Understanding Write-offs

Understanding Write-offs

Have you ever heard of write-offs? Write-offs refer to the reduction of an item’s recognised value. In accounting, write-offs are crucial as the companies should reflect the reduction in the assets they own in their financial statements. This is for the investors to know the prospects and performance of the company. Thus, do not hesitate to seek help from an accounting firm in Johor Bahru if you do not know the correct way of dealing with write-offs.

 

Writing off assets

Typically, companies will record the value of the assets at the price when they purchase them. In some cases, companies may choose to record the assets at their fair values initially or subsequently. As time passes, the recorded amount for the assets may be higher than their actual values. When this happens, the company’s management will cut down or even remove the amount of assets. This process is called taking a write-off, and the steps include:

Identifying the amount of write-off

There is a high possibility that the company only needs to write-off a portion of the assets’ carrying amount (Also see How to Calculate the Carrying Value of Assets?). As an instance, the market value (Also see What Do Market Value and Book Value Mean?) of one of your fixed assets may fall until only half of its carrying amount. So, you just need to write off half of its carrying amount. Nevertheless, if one of your clients has stopped running his business, you need to write off all the unpaid accounts receivable related to him completely.

Creating journal entries

You need to create the journal entries to write off an appropriate amount for an asset, which means crediting the asset account. On the other hand, for the debit side, you have two choices, which are the reserve and expense account. If you have prepared a reserve to offset an asset, you may debit the amount to reserve. As an instance, you may debit the write-off amount to the allowance for doubtful account if you have set it up to offset your accounts receivable. If you have not prepared a reserve for that asset before, you should debit the amount to the expense account. As an instance, when writing off accounts receivable, you should debit the direct write-off to the bad debt expense account if you did not prepare a reserve for it.
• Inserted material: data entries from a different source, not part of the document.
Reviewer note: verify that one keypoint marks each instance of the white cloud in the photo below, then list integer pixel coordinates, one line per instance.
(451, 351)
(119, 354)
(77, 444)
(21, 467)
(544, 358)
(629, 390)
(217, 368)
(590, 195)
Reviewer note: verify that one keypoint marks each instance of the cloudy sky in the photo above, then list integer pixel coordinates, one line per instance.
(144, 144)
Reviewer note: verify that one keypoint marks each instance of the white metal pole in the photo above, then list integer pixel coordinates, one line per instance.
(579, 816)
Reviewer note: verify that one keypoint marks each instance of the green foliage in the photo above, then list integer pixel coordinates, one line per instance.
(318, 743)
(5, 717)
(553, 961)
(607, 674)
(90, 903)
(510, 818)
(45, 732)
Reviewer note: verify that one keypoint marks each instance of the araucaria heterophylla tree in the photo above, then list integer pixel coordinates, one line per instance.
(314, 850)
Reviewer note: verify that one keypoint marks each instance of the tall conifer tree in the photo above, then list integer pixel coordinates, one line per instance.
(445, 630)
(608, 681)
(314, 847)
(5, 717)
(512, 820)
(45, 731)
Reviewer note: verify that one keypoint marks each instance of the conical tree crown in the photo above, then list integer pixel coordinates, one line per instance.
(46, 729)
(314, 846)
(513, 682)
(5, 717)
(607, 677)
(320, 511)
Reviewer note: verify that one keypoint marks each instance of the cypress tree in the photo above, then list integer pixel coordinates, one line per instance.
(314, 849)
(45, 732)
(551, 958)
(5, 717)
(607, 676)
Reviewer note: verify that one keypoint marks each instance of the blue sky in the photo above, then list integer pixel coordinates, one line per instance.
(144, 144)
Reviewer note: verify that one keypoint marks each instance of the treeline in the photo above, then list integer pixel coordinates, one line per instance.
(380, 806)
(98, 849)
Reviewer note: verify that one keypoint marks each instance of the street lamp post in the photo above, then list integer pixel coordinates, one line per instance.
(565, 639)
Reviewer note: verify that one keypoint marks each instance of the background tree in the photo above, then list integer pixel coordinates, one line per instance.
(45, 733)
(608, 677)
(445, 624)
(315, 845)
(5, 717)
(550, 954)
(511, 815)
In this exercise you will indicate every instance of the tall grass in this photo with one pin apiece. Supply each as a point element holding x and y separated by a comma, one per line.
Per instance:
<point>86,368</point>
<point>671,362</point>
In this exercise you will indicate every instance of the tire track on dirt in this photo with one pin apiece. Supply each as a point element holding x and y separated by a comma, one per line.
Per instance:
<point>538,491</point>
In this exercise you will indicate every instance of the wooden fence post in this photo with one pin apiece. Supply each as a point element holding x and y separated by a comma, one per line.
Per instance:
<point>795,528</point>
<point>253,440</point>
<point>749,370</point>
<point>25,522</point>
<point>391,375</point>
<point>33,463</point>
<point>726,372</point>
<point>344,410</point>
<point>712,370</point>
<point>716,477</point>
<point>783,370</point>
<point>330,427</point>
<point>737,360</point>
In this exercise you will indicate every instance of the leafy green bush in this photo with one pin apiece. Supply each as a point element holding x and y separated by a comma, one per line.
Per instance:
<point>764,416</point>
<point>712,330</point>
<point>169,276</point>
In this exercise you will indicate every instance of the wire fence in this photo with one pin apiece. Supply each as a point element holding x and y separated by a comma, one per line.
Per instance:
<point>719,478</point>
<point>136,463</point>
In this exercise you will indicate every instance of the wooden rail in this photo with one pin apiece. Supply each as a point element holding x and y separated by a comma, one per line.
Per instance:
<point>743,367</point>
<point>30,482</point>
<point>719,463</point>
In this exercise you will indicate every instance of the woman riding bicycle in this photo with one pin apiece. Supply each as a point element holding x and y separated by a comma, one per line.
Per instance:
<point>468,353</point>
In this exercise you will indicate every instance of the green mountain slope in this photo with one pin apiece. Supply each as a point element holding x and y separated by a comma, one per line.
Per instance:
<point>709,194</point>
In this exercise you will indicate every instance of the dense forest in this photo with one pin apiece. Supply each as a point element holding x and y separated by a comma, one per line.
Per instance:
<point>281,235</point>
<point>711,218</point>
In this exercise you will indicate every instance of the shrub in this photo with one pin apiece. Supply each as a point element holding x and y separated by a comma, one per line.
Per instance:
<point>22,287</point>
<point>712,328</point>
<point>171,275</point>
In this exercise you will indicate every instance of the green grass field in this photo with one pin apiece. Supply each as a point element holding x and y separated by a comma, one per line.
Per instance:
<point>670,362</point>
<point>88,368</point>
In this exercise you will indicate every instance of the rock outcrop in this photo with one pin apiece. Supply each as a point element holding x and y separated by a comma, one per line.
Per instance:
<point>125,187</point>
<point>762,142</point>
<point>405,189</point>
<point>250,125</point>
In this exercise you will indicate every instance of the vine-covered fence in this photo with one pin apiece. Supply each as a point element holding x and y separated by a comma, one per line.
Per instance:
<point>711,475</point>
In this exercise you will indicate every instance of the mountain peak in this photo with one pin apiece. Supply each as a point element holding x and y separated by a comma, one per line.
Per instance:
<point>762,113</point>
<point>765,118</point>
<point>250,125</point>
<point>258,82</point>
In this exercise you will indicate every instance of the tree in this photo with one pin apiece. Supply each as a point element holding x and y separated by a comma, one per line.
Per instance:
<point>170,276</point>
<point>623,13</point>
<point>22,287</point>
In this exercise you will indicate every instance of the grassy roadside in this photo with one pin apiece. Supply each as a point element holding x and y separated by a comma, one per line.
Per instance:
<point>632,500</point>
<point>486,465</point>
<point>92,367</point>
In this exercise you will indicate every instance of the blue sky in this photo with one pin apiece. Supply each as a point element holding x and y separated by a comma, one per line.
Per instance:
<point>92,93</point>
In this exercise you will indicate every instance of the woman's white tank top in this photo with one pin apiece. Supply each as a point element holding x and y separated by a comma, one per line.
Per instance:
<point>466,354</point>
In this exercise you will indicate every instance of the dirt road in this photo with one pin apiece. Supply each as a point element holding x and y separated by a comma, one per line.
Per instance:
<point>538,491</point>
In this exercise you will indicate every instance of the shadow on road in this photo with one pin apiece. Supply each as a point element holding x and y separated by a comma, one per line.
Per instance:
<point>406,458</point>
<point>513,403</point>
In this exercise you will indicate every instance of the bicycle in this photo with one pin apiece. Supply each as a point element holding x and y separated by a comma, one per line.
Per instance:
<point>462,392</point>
Adjusting the detail records

The process of writing off an asset may have an impact on the detail records for all related accounts. As an instance, you need to ensure that you have removed the accounts receivable that you have written off from the accounts receivable ageing report so that the document does not contain that amount anymore.

 

Writing off liabilities

Also, the company may need to write off its liabilities. A situation that may cause this to happen is when its lender forgives the loan, whether partially or entirely. To record this, the company should debit its liability account and credit its gain account to cut down or remove the balance of that liability. Such a transaction will increase the company’s profit. However, liability write-offs seldom occur.